By Mike Peters ( China Daily ) Updated: 2015-03-14 08:11:34

Food and friends

Fresh beer is one of many joys of Dali's old city, says Mike Peters (left). Miketells how he spent the Spring Festival in China.[Photo provided to chinadaily.com.cn]

I would like to blame Lillian Chou for the fact that I probably gained weight over the Spring Festival, but I probably wouldn't get away with it.

I ran into Lillian on my first day in Xizhou, the Dali village where the Linden Centre is located. That carefully preserved compound is run as a cultural center and boutique hotel by Brian and Jeanne Linden, and I was there partly to enjoy a few days in that laid-back community and partly to gather material on these two dynamic Americans.
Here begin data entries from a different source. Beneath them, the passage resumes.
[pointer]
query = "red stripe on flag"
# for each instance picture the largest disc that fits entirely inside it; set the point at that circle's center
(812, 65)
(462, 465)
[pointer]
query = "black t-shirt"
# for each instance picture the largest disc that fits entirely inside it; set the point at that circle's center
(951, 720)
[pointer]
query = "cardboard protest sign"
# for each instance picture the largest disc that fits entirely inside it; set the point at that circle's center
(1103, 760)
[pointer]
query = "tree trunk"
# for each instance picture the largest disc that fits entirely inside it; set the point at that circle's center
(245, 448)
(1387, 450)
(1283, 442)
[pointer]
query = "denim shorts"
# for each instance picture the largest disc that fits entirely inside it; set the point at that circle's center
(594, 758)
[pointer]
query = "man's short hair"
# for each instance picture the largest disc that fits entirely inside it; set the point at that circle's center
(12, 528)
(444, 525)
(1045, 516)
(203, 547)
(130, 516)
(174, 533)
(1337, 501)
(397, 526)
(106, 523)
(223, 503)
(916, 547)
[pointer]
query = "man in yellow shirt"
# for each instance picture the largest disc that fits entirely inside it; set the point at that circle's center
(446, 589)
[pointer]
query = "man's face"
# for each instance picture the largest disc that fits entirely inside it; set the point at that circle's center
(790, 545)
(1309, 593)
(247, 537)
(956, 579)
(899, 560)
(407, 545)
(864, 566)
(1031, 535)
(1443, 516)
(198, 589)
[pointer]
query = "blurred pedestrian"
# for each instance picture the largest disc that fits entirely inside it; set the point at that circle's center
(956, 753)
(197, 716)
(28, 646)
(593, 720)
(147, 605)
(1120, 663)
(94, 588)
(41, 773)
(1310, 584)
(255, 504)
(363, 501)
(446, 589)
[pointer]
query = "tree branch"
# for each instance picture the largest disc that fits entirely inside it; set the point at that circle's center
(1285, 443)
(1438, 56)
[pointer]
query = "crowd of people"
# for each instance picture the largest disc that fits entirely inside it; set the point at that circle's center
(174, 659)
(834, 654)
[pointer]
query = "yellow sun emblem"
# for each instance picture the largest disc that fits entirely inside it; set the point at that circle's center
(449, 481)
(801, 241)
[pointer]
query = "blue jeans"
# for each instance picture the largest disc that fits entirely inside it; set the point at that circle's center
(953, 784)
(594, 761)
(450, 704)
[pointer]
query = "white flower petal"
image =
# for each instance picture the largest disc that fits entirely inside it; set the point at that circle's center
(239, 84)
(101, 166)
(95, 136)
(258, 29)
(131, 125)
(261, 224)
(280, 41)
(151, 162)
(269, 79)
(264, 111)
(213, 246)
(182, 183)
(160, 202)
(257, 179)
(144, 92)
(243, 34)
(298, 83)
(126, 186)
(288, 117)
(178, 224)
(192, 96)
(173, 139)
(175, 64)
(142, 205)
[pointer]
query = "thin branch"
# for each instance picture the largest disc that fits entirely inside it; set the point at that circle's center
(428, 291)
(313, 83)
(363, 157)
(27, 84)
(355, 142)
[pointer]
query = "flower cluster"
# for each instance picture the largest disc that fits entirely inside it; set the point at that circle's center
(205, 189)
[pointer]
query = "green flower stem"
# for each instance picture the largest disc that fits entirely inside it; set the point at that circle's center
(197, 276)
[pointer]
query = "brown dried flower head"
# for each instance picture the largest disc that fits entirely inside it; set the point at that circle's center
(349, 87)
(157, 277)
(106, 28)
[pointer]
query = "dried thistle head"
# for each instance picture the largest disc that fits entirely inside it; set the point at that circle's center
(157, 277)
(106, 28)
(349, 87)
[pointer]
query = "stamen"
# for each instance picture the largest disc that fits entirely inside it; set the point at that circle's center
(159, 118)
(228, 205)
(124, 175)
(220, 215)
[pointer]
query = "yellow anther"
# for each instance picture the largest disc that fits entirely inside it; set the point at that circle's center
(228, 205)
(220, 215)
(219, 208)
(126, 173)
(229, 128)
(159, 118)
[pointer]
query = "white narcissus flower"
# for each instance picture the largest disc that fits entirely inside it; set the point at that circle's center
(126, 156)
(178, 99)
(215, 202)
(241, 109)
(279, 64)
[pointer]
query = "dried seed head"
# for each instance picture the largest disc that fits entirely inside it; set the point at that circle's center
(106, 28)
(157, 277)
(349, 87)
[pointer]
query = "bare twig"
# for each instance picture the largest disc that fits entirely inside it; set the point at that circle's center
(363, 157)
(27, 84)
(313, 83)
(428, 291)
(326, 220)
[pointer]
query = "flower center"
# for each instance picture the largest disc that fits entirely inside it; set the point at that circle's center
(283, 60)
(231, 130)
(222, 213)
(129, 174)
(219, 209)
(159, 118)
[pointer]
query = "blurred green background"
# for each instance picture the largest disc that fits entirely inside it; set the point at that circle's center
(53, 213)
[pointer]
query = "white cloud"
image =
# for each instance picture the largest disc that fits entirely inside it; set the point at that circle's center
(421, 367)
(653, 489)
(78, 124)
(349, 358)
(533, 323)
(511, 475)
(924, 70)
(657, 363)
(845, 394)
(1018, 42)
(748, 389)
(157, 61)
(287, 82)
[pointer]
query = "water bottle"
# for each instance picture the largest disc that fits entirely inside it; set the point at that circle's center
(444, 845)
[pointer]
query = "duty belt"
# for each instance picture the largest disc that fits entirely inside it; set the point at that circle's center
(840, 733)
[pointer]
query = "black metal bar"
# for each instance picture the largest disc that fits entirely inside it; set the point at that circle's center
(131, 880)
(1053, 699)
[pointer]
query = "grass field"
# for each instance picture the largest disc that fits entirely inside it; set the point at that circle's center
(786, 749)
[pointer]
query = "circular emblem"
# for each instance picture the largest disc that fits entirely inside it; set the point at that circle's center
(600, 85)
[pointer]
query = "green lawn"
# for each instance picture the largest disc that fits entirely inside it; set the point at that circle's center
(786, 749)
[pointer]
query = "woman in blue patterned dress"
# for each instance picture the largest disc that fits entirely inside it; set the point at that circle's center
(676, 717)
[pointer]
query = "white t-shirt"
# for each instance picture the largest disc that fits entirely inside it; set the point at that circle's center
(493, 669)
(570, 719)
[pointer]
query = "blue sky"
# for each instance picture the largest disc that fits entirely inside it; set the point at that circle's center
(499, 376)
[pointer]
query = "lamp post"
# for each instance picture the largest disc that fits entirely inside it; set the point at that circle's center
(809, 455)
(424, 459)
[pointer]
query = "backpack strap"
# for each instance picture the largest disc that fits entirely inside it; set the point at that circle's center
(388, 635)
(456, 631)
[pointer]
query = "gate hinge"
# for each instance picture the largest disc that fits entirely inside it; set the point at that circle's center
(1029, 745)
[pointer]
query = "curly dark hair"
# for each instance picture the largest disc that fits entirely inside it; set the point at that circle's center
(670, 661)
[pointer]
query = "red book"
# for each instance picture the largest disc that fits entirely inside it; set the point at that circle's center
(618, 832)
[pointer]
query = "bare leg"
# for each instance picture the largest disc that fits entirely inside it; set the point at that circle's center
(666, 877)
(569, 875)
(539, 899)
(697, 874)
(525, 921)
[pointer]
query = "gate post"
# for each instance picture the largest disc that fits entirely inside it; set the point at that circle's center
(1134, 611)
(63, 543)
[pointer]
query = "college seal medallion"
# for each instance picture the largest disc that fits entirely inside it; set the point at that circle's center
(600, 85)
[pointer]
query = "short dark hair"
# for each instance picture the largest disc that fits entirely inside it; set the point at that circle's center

Lillian, a chef and longtime food writer for Beijing city magazines and for Gourmet, was jubilant when I unexpectedly met her in the hotel restaurant.

"I am so glad you're here!" she exclaimed. I was on the verge of preening, thrilled that the prospect of my stimulating conversation or even good looks provoked such a reaction.

But all of her admiring glances were actually focused on the menu.

"So glad you're here," she repeated. "Now we can order more food."

Ego compressed to normal, I too began to scan the dinner options eagerly. Part of the fun of being a food writer is that you have to eat three times a day anyway. But if your "working brain" is on, you want to taste as many things as you can - usually far more than you can eat.

I'm pretty religious about taking home leftovers - though recently I found a rather astonishing number of lamb bones in my refrigerator. So much soup I never quite got around to making. Since the national government began its ongoing campaign against extravagance and waste, many restaurants have their own ways to recycle uneaten food, including feeding it to pigs at the organic farms that are their suppliers. That's real recycling.

But when you're traveling, such options are limited. You don't want too many doggy-bags in your suitcase or your backpack.

That means a destination like Yunnan province, justly famous as a foodie haven, is challenging to navigate. The many ethnic groups there all have their own tasty specialties. There is superb local ham and interesting cheese. The region has also embraced the cuisines of its neighbors - one of the trip's best meals came at a Thai restaurant in Kunming.

And roses are more than just garden pretties and potpourri here: Markets and shops in Dali are crammed with rose jam, rose pastry, rose vinegar, rose sugar, rose syrup, rose pretty-much-anything.

Rose wine? Um, sure, why not?

Later, we would walk the streets of Dali's ancient town, where there are all of these nibbles and more: Fresh persimmon juice. Fishes from the blue waters of nearby Er Hai. Baskets of vegetables both familiar and funky. Snakefruit! (More fun to look at this prickly, dark red fruit than to eat it, I decide.) Craft beer. Succulent limes. About 9 million more kinds of mushrooms than most folks know exist.

At one point two street vendors, one Chinese and one American, go by with a load of fresh-baked challah, the traditional Jewish braided egg bread. Unexpected and not the local snack we were scouting for! But it's fragrant with butter and sweet raisins and wheatiness - and like everything else, irresistible. Gotta try that, too.

Thank goodness Lillian was there again to help me eat it.